Electric fencing is erected to keep human or animal intruders from crossing a boundary by administering an electric shock when the fence is touched. At low voltages, this may cause mere discomfort, but higher voltages may deliver a nasty jolt. In some very high security areas, lethal voltages may be used.
Electric fencing is usually energised by a mains supply, but in remote locations, lead-acid battery packs may be used. A fence in good condition does not consume much electricity and a battery pack may last several weeks before it needs to be recharged. A maintenance-free option is to have batteries that are charged by solar power. A typical low-impedance fence works by charging a capacitor, which releases its charge when the fence is touched. An electric fence may be fitted with devices that indicate an alarm condition, like a flashing warning light or an audible alarm.
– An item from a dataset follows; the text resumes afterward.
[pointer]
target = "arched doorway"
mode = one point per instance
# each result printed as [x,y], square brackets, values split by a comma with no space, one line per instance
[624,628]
Mostly, smooth or braided steel wire is used for electric fencing, but rope-like, woven fencing materials are also available; these are usually interwoven with fine, stainless steel conducting wire. Occasionally, barbed wire fences or webbing may be electrified, although a danger exists that someone could become entangled in the material.
Electric fencing material should be insulated from the earth or from any other material that are flammable, may conduct electricity or could cause a short circuit. The wire holders are usually non-conductive porcelain, powder-coated, galvanised or aluminium.
Common uses for electric fencing may be to keep wildlife inside game reserves. It may be used on farms to keep livestock in their camps while keeping wild animals out. Businesses, private residences and security complexes fit electric fencing to keep out intruders.